BIRMINGHAM, England (Reuters) - Boris Johnson, the favourite to be the next British Prime Minister, reiterated his desire to leave the European Union in October with or without a deal as he avoided questions at a campaign event on Saturday about a police visit to his home.
Johnson, a leading figure in the 2016 referendum campaign to leave the European Union, had raised some doubts about his commitment to leave by the latest deadline when he described it as only “eminently feasible” in a televised debate this week.
“Eminently feasible means it’s not only that we are going to do it but that it’s possible to do it because it’s eminently feasible. Of course we can do it,” Johnson told the first of 16 leadership hustings events.
The meeting saw Johnson and his remaining rival, Foreign Secretary Jeremy Hunt, each make their pitch to Conservative Party members who will vote to choose one of them as their next leader - and thus the next prime minister.
The result of the postal ballot will be announced in the week of July 22.
Johnson, Hunt’s predecessor at the Foreign Office, said people had a right to ask questions about his character, after the police were called to investigate concerns for the welfare of a woman in his home, but said his record in office showed he could be prime minister.
Police said there was no reason to take further action after checking up on Johnson and girlfriend Carrie Symonds in the early hours of Friday.

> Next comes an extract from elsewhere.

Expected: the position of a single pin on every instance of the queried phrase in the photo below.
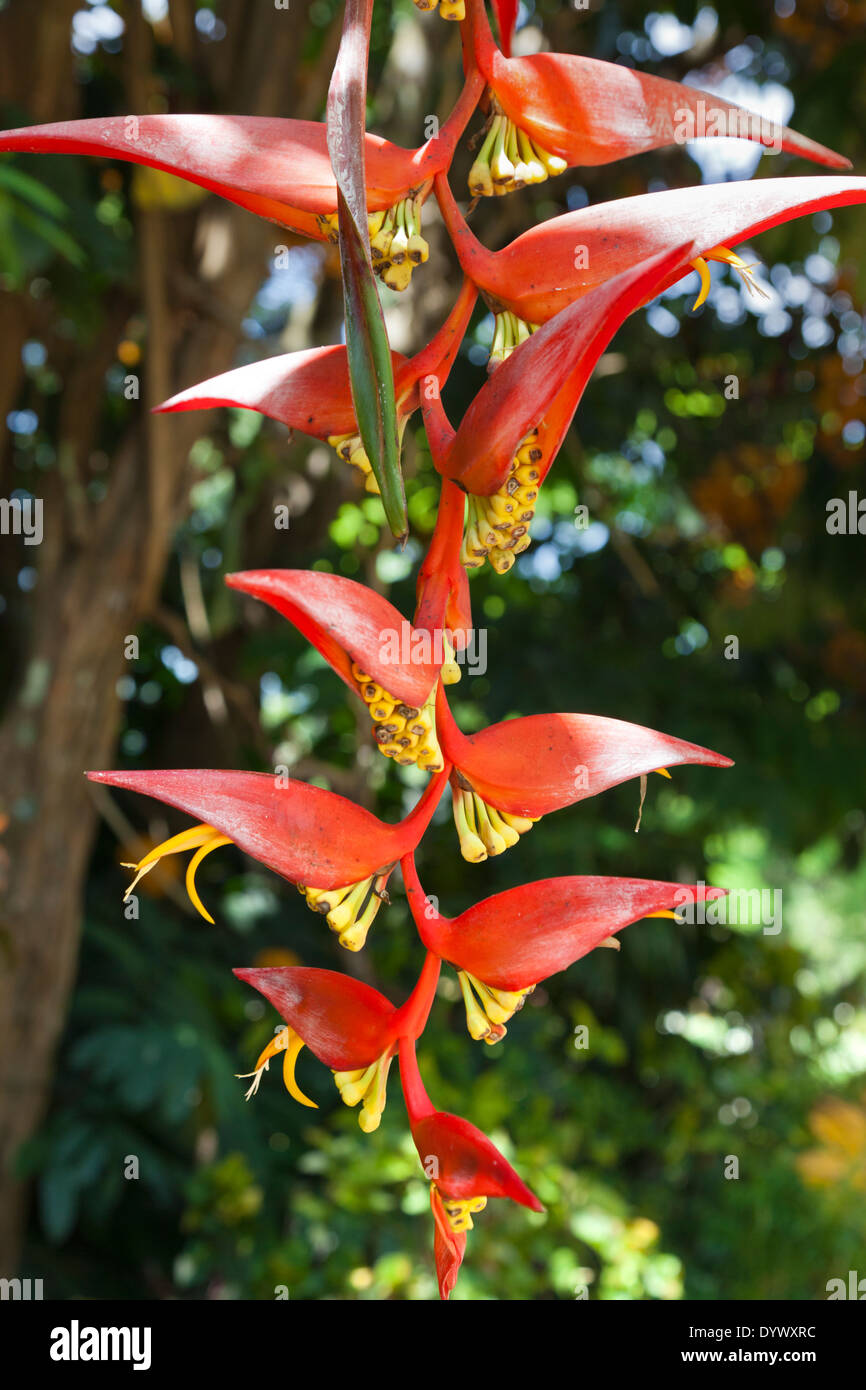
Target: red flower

Avoiding further questions about the matter at the hustings, Johnson said party members would not be interested in hearing about it, to applause from the audience.

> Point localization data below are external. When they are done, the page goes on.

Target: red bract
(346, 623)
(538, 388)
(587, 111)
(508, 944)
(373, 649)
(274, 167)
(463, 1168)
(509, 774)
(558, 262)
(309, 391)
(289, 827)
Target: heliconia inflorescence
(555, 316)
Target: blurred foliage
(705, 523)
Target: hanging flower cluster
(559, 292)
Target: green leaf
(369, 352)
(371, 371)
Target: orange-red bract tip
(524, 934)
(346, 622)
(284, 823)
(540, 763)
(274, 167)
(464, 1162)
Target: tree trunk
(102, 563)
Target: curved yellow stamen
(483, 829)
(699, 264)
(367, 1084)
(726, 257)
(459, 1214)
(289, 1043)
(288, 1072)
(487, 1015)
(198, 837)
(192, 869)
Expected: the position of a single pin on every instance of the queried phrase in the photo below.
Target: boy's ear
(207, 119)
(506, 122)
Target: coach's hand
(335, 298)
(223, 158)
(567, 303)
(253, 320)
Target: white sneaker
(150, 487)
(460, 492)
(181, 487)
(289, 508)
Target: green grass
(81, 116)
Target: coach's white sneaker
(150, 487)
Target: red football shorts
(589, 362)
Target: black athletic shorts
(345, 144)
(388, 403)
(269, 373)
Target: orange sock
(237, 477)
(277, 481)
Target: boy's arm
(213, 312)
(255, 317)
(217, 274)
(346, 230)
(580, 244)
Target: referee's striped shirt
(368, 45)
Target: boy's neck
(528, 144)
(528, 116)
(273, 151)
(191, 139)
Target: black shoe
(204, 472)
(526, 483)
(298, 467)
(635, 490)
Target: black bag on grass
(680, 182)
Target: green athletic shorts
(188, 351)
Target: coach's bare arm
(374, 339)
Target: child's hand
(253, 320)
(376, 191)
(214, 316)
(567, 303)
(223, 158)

“I think what they want to hear is what my plans are for the country and for my party,” he told the event in Birmingham, central England.
Johnson, 55, who served as London mayor for eight years, has cast himself as the only candidate who can deliver Brexit on Oct. 31 while fighting off the electoral threats of Nigel Farage’s Brexit Party and socialist Jeremy Corbyn’s Labour.
Hunt, who voted Remain in the 2016 referendum but says he would now vote for Brexit, has said that he will not make promises he cannot keep on Brexit or spending.
He has said that committing to the October deadline risks a move by lawmakers to block a possible no-deal, which could lead to an election, and has indicated he would delay Brexit again if he felt a deal was in reach.
However, he told party members on Saturday that he would take Britain out of the European Union without a deal on Oct. 31 if the EU had not moved towards agreeing a new deal.
“If we got to the 31st of October, and the EU have not shown the willingness to negotiate a better deal ... the political risk of no Brexit is far worse than the economic risk of no deal,” Hunt said.
“I would take us out of the European Union in that situation.”
Johnson is the clear favourite, with a YouGov poll for the Times showing he has the support of 74% of members, compared with 26% who back Hunt. The poll was taken before the news broke of the incident with Symonds.
With such a commanding lead, Johnson has tried to stay out of the limelight, and opponents have accused him of running from scrutiny to avoid the gaffes that have been a feature of his career so far.
But Hunt has called for Johnson to take part in not just hustings but also televised head-to-head debates before the Conservative Party membership receive their ballot papers.
Reporters for Sky News said that Johnson had declined to take part in their planned debate next Tuesday.
“Scrutiny can be uncomfortable. But if we can’t handle it with friends, we won’t deserve to lead against our opponents,” Hunt said in a letter to Johnson before the hustings. “If you want the job, you have to turn up for the interviews.”